Hij herinnerde eraan dat er gisterenmiddag, in de marge van de OIC-top, een bijeenkomst met de aanwezige ministers plaatsvond en verklaarde dat "bijna allemaal zeer bezorgd zijn en nadenken over hoe de Israëlische agressie kan worden gestopt."
De Iraanse minister stelde dat deze aanval een ernstige tegenslag vormt voor het Non-Proliferatieverdrag (NPT), waarbij Teheran partij is. Het verdrag garandeert namelijk niet langer de mogelijkheid van vreedzame nucleaire activiteiten.
"Iran wordt aangevallen door een nucleaire supermacht en een nucleair regime, terwijl het een land zonder kernwapens is.
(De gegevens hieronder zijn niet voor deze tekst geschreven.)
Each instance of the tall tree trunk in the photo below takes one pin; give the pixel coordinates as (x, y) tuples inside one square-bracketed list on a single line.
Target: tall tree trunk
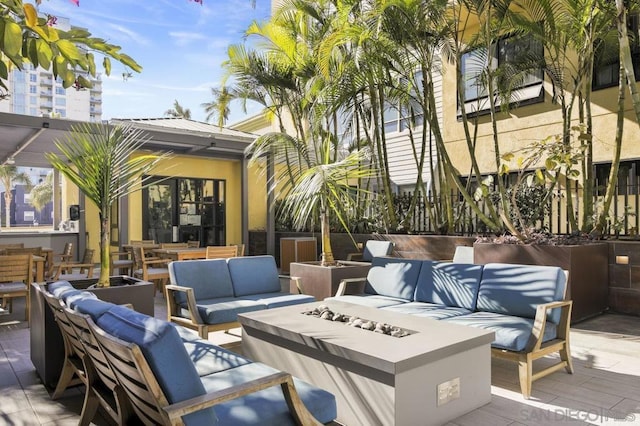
[(327, 253), (7, 205), (625, 57), (615, 164), (103, 281)]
Dit moet worden veroordeeld, anders verliest het hele non-proliferatiesysteem zijn betekenis", aldus hij.
Hij bekritiseerde ook de uitspraken van de Duitse bondskanselier Friedrich Merz, die afgelopen dinsdag zei dat Israël met zijn aanvallen op Iran "iedereens vuile werk opknapt". Hij noemde het "zeer ongelukkig" en "een schande" dat Duitsland "dit vuile werk steunt en Israël het recht geeft om het te doen."
Araqchí beschuldigde ook het Internationaal Atoomenergie Agentschap (IAEA) en haar directeur-generaal, de Argentijn Rafael Grossi, van "duidelijke vooringenomenheid ten gunste van de oorlogszuchtigen" en van "het plaveien van de weg voor geweld" door kritiek te leveren op Teherans gebrek aan transparantie en het gebrek aan naleving van de afspraken met betrekking tot zijn atoomactiviteiten.
Uit een recent rapport van het IAEA bleek dat Iran 60% verrijkt uranium bleef opslaan, wat ver onder het zuiverheidsniveau voor civiel gebruik (3%) ligt en dicht bij dat voor militair gebruik (90%), en dat het land nog steeds talloze open vragen over de aard van zijn nucleaire programma niet beantwoordde.